Elle revenait, encore et encore, racontant par fragments et tournant en rond depuis une certaine hauteur, comme un pigeon de guerre, la villa familiale de la rue Balfour à Jérusalem. Elle voulait me parler de l'emprise israélienne sur la Villa Salameh.

Elle m'a regardé, s'arrêtant pensivement pendant un long moment, et j'ai soutenu son regard. Elle m'a demandé d'où je venais et j'ai répondu que j'étais Palestinienne. J'ai répondu à ses questions suivantes, en lui parlant librement de moi. Nous nous sommes immédiatement pris d'affection l'un pour l'autre. Elle s'est assise dans un fauteuil rouge ancien et m'a fait signe de m'asseoir. Elle m'a parlé de sa famille et de sa Palestine, racontant qu'ils allaient et venaient souvent, que le voyage de Beyrouth à Jérusalem jusqu'aux années 1940 était un simple après-midi. Elle m'a raconté que son fils Constantine portait le nom de son légendaire grand-père Constantine Salameh, un riche entrepreneur libanais qui avait construit la magnifique Villa Salameh dans le quartier de Talbiyeh à Jérusalem en 1935, une petite partie d'une exploitation conséquente dans tout Jérusalem et Jaffa et l'une des plus grandes fortunes de Palestine. Madame Salameh, épouse de Charles, le fils de Constantin, comme je l'ai appris par la suite, m'a parlé de sa vie pendant plus de deux heures. Elle est revenue, encore et encore, racontant par bribes et tournant autour, de haut, comme un pigeon de guerre, de la villa familiale de la rue Balfour à Jérusalem. Comme les autres belles maisons des quartiers palestiniens de Talbiyeh et de Qatamoun, les Israéliens ont dépossédé les familles palestiniennes qui avaient fui mais étaient convaincues qu'elles reviendraient bientôt après le calme des combats.
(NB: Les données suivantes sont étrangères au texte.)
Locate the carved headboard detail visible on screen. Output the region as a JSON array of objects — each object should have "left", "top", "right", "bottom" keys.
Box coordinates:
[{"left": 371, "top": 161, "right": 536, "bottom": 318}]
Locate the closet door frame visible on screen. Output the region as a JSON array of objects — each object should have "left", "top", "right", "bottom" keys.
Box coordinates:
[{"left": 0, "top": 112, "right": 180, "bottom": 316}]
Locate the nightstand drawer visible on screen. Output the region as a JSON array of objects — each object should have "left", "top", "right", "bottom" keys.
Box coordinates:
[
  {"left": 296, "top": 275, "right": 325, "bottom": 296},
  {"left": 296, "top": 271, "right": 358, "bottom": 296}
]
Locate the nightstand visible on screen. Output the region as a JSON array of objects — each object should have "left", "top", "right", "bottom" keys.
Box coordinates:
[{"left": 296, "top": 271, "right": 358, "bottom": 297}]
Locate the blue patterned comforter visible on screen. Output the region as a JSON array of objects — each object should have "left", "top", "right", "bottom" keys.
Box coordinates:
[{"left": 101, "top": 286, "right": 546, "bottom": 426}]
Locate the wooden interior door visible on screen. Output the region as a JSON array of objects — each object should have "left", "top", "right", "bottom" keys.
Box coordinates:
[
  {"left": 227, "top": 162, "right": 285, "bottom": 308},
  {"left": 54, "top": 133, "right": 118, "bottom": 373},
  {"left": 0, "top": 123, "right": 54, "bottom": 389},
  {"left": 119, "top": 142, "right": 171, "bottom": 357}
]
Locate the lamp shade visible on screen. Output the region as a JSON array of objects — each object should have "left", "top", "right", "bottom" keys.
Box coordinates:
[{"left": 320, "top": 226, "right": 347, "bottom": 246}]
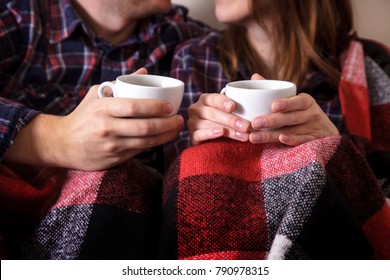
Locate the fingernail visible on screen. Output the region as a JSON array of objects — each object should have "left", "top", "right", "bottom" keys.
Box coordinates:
[
  {"left": 235, "top": 131, "right": 248, "bottom": 141},
  {"left": 177, "top": 115, "right": 184, "bottom": 125},
  {"left": 223, "top": 100, "right": 234, "bottom": 112},
  {"left": 274, "top": 101, "right": 286, "bottom": 111},
  {"left": 212, "top": 127, "right": 223, "bottom": 135},
  {"left": 252, "top": 133, "right": 265, "bottom": 143},
  {"left": 252, "top": 119, "right": 267, "bottom": 129},
  {"left": 236, "top": 120, "right": 249, "bottom": 132},
  {"left": 164, "top": 103, "right": 173, "bottom": 114}
]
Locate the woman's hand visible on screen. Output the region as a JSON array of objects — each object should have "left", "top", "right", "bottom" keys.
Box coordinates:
[
  {"left": 4, "top": 70, "right": 184, "bottom": 170},
  {"left": 188, "top": 93, "right": 250, "bottom": 145},
  {"left": 249, "top": 93, "right": 339, "bottom": 146}
]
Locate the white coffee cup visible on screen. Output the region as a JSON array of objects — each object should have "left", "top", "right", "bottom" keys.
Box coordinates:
[
  {"left": 98, "top": 74, "right": 184, "bottom": 115},
  {"left": 221, "top": 80, "right": 297, "bottom": 121}
]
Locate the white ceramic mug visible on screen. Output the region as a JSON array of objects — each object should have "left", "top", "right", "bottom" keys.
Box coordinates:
[
  {"left": 98, "top": 74, "right": 184, "bottom": 115},
  {"left": 221, "top": 80, "right": 297, "bottom": 121}
]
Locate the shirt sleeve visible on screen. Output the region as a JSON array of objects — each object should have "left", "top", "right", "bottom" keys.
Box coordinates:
[{"left": 0, "top": 1, "right": 39, "bottom": 162}]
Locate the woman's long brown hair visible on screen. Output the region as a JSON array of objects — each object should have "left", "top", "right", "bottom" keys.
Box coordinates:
[{"left": 220, "top": 0, "right": 353, "bottom": 85}]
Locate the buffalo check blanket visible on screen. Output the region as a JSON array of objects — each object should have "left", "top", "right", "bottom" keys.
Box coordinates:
[
  {"left": 0, "top": 160, "right": 161, "bottom": 259},
  {"left": 161, "top": 136, "right": 390, "bottom": 259},
  {"left": 160, "top": 40, "right": 390, "bottom": 259}
]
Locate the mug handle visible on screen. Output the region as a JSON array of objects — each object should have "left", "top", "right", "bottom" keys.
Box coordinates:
[{"left": 98, "top": 82, "right": 116, "bottom": 98}]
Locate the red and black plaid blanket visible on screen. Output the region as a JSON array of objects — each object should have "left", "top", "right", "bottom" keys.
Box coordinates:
[
  {"left": 0, "top": 160, "right": 162, "bottom": 259},
  {"left": 161, "top": 136, "right": 390, "bottom": 259},
  {"left": 161, "top": 40, "right": 390, "bottom": 259}
]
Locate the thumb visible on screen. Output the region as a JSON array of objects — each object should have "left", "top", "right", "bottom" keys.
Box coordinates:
[{"left": 251, "top": 73, "right": 265, "bottom": 80}]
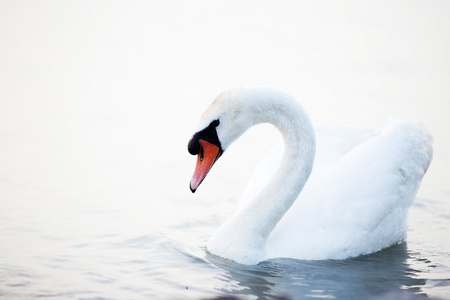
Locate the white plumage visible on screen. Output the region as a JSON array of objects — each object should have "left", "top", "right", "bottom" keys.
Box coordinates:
[{"left": 190, "top": 88, "right": 432, "bottom": 264}]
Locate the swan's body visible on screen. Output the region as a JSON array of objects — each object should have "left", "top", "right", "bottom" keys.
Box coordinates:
[{"left": 189, "top": 88, "right": 432, "bottom": 264}]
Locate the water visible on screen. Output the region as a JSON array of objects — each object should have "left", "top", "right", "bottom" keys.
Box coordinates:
[{"left": 0, "top": 1, "right": 450, "bottom": 299}]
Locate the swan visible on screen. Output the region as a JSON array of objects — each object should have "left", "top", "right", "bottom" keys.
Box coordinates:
[{"left": 188, "top": 87, "right": 432, "bottom": 264}]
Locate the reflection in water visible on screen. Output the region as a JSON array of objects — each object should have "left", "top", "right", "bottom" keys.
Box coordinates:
[{"left": 207, "top": 243, "right": 426, "bottom": 299}]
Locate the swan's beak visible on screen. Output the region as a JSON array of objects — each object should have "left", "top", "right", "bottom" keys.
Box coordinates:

Elle voulait me parler de l'emprise israélienne sur la Villa Salameh.

Par la suite, j'ai lu des articles plus détaillés sur la Villa Salameh et j'ai découvert que le père, Constantine, et sa famille avaient fui en 1948 avec presque rien, et qu'il s'était brillamment arrangé pour louer la maison au consulat belge - alors que de nombreuses autres propriétés à Talbieh et à Qatamoun avaient été reprises par les milices de la Haganah en 1947 et 1948. J'ai lu des informations sur le petit-fils de Constantine, le fils de Madame Salameh, qui était également un homme d'affaires. J'ai découvert des photos d'un homme à l'allure affable, diplômé du MIT et de Stanford, qui participe à des projets de développement à impact social en Afrique ainsi qu'à des projets d'énergie renouvelable. J'avais entendu parler des rencontres fatidiques de son père à Chypre avec les Israéliens, qui avaient volé la propriété des Salameh en Palestine... Je lisais en détail l'offre israélienne d'acheter la villa pour une somme dérisoire à la condition que la famille Salameh renonce à tous ses droits sur sa vaste propriété en Palestine.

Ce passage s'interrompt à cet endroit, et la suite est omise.